Chinese SaaS Giant Eliminates HRBP Roles to Boost Efficiency and Cut Costs

Chinese SaaS Giant Eliminates HRBP Roles to Boost Efficiency and Cut Costs

By
Sofia Delgado-Cheng
3 min read

Youzan Eliminates HRBP Roles to Boost Efficiency and Cut Costs

On July 4th, Chinese SaaS giant Youzan announced a significant organizational change: the company is canceling all Human Resource Business Partner (HRBP) positions. Employees holding these roles will transition to new positions within the company over the next week, directly reporting to business unit leaders and engaging in business-related tasks rather than human resources activities. This adjustment is set to commence officially on July 8th.

Youzan's internal communication highlighted two core reasons for this decision: improving efficiency with advanced tools and streamlining operations through updated workflows. The move also involves dissolving the "Organizational Growth Department" while retaining only the "Human Resources Management Center." According to sources, another top Chinese tech company is evaluating the necessity of HRBP positions, potentially following Youzan's lead.

Key Takeaways

  1. Efficiency and Innovation: Youzan's decision aims to enhance overall efficiency and adaptability by leveraging advanced tools and more streamlined processes.
  2. Redefined HR Roles: HRBP positions will be eliminated, and affected employees will transition to business-focused roles, reporting directly to business unit leaders.
  3. Cost-Cutting Measures: The move is partially driven by a need to reduce operational costs amidst challenging financial conditions.
  4. Industry Impact: Other tech companies in China might follow Youzan's example, potentially signaling a broader shift in how HR roles are perceived and utilized in the tech industry.

Analysis

Youzan’s decision to eliminate HRBP roles and integrate these responsibilities directly into business units marks a pivotal shift in organizational strategy. The HRBP model, which positions HR professionals within business units to align HR functions with business goals, has been a mainstay in many companies. However, Youzan’s move reflects a growing trend to reduce costs and increase efficiency, particularly in the tech sector where agility and innovation are crucial.

The HRBP Role and Its Evolution

The HRBP role, originally designed to bridge HR functions and business needs, has faced criticism within Youzan. Employees have expressed dissatisfaction with HRBPs, citing a lack of business understanding and inefficiency. This sentiment, combined with financial pressures, has led to the reevaluation and subsequent cancellation of these roles.
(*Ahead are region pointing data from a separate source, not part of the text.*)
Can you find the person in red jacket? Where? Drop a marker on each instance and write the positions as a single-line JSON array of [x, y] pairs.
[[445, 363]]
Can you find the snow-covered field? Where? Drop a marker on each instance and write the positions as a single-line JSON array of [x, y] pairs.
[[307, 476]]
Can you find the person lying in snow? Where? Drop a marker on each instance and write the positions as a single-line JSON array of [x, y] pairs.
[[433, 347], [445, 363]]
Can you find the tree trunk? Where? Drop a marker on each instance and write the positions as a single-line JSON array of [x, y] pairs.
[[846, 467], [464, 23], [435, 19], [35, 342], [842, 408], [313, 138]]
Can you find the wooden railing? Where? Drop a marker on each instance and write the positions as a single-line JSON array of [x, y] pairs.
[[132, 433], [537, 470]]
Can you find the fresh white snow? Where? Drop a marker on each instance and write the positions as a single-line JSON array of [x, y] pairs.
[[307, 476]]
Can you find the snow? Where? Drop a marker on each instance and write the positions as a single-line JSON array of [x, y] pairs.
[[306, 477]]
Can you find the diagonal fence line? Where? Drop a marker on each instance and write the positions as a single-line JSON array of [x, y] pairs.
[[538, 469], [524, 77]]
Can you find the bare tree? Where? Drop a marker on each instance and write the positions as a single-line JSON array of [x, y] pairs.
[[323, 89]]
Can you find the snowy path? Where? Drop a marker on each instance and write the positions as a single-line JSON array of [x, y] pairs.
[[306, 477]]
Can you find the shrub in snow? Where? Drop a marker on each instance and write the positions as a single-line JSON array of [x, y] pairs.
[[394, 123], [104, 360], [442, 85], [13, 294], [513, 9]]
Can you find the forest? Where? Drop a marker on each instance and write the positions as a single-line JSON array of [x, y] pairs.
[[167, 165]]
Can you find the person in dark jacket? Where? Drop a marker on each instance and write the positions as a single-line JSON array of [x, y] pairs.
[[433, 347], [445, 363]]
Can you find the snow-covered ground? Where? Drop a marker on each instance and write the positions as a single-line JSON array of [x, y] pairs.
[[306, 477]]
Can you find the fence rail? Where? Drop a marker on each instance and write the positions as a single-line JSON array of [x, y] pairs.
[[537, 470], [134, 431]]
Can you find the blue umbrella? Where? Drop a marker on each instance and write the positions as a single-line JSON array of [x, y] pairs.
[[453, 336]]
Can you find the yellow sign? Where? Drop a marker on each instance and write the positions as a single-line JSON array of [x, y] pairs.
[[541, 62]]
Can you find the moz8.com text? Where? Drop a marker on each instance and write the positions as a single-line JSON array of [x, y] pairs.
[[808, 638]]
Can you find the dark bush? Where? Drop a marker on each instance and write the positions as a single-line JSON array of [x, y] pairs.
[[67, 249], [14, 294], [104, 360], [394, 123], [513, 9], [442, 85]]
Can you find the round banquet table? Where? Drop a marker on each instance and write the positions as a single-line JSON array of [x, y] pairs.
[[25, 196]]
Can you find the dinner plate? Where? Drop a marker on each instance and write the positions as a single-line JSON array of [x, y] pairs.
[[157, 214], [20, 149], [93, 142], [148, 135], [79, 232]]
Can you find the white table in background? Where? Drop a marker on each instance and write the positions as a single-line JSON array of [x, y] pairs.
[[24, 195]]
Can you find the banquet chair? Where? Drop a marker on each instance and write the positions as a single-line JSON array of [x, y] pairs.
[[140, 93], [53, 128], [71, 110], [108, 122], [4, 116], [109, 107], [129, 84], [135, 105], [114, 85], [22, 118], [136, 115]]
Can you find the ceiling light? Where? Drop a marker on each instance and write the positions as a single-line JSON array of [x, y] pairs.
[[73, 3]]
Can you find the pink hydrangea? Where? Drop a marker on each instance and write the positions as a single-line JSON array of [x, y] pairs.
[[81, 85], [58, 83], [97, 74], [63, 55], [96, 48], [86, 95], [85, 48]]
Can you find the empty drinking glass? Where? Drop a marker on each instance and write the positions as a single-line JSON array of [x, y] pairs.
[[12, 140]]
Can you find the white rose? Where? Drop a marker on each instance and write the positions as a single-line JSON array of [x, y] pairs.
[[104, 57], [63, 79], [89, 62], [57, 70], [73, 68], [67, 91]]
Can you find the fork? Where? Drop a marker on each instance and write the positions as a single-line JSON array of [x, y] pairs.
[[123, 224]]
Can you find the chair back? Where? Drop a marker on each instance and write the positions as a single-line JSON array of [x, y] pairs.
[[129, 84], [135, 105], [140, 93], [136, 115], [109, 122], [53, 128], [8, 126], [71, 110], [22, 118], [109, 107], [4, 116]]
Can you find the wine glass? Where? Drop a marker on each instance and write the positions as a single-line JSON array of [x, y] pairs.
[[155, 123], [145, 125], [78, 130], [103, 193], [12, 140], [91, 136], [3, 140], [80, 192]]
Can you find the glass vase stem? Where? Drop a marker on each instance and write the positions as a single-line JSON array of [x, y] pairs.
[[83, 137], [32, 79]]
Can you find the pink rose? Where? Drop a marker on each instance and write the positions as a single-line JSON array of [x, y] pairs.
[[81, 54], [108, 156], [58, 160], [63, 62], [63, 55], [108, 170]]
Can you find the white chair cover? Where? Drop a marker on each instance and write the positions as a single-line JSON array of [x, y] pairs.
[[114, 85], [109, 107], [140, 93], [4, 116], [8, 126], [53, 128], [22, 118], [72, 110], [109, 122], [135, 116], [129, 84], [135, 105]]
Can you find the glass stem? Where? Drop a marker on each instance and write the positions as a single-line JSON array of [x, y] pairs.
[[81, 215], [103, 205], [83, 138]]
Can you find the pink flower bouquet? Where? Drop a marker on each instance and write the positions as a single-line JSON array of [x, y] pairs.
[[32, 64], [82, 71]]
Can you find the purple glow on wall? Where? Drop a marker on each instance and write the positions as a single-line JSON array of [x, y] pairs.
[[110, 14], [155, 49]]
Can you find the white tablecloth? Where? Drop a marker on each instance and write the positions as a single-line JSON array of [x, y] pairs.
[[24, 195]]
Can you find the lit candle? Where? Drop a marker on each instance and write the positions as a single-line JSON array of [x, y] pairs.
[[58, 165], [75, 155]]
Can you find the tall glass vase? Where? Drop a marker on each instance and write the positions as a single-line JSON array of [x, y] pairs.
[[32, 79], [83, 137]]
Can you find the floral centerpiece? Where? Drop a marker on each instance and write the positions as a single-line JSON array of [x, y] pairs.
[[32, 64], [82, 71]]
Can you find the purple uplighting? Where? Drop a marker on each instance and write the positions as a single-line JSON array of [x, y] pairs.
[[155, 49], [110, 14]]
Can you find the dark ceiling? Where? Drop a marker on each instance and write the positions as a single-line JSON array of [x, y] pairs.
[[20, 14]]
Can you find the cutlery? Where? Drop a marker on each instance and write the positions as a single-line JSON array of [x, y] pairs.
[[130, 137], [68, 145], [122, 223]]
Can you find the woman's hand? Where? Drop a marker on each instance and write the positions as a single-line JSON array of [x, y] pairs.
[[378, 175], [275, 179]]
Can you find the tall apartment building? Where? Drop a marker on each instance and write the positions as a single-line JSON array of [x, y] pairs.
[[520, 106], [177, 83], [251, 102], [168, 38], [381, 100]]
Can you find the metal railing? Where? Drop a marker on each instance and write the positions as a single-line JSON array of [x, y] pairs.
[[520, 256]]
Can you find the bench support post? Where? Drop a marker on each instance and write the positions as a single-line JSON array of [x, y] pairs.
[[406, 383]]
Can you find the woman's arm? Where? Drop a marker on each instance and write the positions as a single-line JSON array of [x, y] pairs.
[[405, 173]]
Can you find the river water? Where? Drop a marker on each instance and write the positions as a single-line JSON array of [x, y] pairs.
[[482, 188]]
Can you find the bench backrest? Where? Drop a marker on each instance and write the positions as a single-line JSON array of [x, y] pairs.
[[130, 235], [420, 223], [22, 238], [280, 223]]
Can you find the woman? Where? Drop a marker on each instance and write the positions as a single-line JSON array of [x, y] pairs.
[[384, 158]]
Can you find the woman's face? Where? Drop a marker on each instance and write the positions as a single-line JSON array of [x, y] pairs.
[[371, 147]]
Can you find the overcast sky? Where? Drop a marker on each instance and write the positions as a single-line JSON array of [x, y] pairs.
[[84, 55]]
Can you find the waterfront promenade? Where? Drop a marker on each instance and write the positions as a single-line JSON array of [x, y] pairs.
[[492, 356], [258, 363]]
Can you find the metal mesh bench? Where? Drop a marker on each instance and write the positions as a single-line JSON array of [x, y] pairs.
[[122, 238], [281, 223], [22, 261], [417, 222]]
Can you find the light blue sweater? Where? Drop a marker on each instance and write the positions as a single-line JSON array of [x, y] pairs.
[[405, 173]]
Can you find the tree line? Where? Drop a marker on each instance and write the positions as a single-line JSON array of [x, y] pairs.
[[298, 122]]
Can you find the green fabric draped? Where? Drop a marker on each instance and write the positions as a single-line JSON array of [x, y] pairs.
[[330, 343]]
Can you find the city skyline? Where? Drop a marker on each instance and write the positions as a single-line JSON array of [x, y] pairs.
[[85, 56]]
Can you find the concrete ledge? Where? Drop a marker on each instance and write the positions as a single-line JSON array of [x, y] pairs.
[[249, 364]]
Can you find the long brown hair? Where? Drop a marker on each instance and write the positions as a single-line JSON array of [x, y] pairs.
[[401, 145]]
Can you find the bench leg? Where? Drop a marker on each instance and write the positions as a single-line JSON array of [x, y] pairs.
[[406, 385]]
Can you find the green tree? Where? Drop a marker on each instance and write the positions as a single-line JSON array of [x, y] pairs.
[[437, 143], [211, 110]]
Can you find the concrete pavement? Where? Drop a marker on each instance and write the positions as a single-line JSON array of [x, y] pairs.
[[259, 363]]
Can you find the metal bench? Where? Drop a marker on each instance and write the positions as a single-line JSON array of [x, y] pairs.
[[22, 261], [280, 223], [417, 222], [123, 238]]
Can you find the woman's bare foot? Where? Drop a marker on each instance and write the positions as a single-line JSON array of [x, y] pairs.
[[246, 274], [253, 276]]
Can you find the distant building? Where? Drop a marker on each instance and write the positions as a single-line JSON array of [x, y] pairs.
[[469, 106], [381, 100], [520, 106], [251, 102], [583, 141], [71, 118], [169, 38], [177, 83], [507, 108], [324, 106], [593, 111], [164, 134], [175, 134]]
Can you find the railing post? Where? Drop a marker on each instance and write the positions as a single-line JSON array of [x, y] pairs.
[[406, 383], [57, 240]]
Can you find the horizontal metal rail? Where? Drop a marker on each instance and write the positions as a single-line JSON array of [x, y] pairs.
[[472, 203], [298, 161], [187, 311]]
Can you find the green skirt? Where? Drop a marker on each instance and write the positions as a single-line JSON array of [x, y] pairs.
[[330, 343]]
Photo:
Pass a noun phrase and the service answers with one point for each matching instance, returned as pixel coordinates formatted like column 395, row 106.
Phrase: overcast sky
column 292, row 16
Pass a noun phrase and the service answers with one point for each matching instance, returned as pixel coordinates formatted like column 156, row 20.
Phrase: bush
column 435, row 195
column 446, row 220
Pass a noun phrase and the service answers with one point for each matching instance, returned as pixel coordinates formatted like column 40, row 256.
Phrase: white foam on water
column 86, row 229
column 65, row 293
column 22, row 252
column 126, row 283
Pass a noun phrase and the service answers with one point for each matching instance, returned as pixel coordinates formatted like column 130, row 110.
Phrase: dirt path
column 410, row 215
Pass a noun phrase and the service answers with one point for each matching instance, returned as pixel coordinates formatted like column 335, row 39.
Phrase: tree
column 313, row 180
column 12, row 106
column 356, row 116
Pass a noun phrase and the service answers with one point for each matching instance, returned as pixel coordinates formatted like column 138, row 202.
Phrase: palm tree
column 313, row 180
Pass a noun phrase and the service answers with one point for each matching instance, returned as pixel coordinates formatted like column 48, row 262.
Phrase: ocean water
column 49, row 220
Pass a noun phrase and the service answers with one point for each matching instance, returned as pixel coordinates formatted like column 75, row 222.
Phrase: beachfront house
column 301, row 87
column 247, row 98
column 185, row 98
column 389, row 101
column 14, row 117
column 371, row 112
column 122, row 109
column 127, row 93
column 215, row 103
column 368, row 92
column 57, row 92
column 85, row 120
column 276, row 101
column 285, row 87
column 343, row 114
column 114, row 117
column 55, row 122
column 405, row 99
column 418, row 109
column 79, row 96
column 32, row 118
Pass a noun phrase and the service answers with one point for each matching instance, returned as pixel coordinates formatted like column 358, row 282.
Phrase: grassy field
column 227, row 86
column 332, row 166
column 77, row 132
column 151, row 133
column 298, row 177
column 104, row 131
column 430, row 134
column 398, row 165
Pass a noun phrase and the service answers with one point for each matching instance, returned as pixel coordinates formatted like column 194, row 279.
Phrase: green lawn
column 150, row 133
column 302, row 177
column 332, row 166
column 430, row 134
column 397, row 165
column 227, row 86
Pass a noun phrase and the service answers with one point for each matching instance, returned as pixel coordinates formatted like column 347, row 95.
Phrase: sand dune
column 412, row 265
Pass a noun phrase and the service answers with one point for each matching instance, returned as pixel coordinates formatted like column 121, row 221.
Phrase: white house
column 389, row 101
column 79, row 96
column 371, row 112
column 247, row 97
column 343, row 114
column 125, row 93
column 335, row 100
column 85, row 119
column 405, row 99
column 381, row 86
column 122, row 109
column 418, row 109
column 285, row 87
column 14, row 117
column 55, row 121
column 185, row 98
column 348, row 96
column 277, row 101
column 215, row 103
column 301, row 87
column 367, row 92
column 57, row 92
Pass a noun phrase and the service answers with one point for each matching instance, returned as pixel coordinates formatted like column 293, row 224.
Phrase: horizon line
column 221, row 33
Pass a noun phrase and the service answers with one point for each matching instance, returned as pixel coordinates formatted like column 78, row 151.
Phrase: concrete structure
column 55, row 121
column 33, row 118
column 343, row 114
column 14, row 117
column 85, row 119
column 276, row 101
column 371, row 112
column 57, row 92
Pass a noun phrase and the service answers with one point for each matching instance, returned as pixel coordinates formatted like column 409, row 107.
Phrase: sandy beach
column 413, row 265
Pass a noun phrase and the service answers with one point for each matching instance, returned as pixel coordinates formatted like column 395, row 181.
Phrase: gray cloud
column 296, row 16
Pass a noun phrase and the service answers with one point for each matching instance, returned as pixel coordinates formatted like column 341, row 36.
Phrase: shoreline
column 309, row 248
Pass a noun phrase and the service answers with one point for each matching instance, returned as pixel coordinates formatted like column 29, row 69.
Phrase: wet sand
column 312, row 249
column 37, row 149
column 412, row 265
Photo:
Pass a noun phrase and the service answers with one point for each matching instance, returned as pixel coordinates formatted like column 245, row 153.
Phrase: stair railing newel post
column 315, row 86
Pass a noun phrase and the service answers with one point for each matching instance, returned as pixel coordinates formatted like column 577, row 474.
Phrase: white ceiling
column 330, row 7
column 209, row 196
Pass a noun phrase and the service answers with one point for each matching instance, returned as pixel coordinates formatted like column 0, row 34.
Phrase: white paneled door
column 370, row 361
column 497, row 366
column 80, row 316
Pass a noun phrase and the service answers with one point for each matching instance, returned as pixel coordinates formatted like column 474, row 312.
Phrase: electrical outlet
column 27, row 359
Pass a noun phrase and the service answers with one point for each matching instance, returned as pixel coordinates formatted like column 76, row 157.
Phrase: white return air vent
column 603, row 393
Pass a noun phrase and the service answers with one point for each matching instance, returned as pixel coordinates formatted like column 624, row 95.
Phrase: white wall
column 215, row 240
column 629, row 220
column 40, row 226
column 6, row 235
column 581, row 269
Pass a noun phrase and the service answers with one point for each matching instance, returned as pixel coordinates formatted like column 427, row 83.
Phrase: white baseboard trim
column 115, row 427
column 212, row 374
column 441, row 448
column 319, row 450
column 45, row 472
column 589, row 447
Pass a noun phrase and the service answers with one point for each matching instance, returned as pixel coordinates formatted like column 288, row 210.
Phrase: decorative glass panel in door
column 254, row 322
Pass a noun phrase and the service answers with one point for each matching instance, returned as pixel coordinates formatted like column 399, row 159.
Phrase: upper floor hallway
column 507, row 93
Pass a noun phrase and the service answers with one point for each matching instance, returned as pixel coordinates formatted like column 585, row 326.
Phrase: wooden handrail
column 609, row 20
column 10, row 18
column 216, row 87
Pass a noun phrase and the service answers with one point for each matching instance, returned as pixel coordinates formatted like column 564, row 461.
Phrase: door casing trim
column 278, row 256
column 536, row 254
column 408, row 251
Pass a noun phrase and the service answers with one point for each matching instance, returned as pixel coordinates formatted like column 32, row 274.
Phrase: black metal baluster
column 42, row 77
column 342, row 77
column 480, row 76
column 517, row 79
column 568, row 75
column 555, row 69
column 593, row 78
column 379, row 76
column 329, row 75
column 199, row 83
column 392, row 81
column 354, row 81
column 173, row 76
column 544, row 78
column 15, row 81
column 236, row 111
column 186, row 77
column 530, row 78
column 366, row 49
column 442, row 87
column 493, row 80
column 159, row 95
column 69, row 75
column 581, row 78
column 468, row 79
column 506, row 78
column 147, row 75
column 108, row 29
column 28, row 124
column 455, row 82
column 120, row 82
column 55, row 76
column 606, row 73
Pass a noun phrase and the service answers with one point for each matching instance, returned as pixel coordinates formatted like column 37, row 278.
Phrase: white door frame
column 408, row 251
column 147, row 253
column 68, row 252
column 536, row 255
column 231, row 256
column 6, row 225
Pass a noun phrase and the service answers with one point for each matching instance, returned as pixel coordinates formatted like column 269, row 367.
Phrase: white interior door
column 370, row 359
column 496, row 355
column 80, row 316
Cost-Cutting and Efficiency

Industry experts, such as Da Yu, believe that Youzan's primary motivation is cost reduction. The company's stock price has significantly dropped, making survival and cost-efficiency paramount. Cutting non-revenue generating roles like HRBP is seen as a necessary step. This trend is not isolated; smaller companies often function without specialized HR roles, relying on leaner structures to maintain efficiency.

The Future of HR in Tech

The cancellation of HRBP roles at Youzan could herald a new era for HR functions in the tech industry. By integrating HR responsibilities into business units, companies may achieve greater alignment between business objectives and HR activities. However, this also raises concerns about employee welfare and organizational health. HRBPs traditionally oversee performance reviews, employee welfare, and team building—functions crucial for maintaining a positive workplace culture.

Comparing Domestic and International Practices

Internationally, the role of HRBPs is less pronounced. In Silicon Valley, HRBPs primarily handle onboarding and offboarding, with limited involvement in day-to-day operations. This contrasts with the strong presence and influence of HRBPs in Chinese tech companies, where they play a significant role in performance management and cultural alignment.

Did You Know?

  • The HRBP concept originated in China, with many domestic tech giants adopting the “HR three-pillar model” (COE, HRBP, and SSC) to align HR functions with business strategies.
  • In companies like Tencent and Alibaba, senior HRBPs wield significant influence, including decision-making power over compensation.
  • In contrast, in Western companies like Google, HR roles are more supportive and less involved in direct business operations, relying on practices like OKRs for performance management.
  • The shift away from HRBPs in companies like Youzan reflects a blend of industrial efficiency (à la Foxconn) and innovative flexibility (à la Google), aiming to balance structure with creativity.

Conclusion

Youzan’s decision to cancel HRBP positions represents a significant shift in organizational strategy aimed at improving efficiency and reducing costs. This move, reflective of broader industry trends, could signal a new era in HR management within the tech sector. While the immediate focus is on operational efficiency, the long-term impact on employee welfare and organizational culture remains to be seen. As other companies watch closely, the success of this transition could influence HR practices across the tech industry.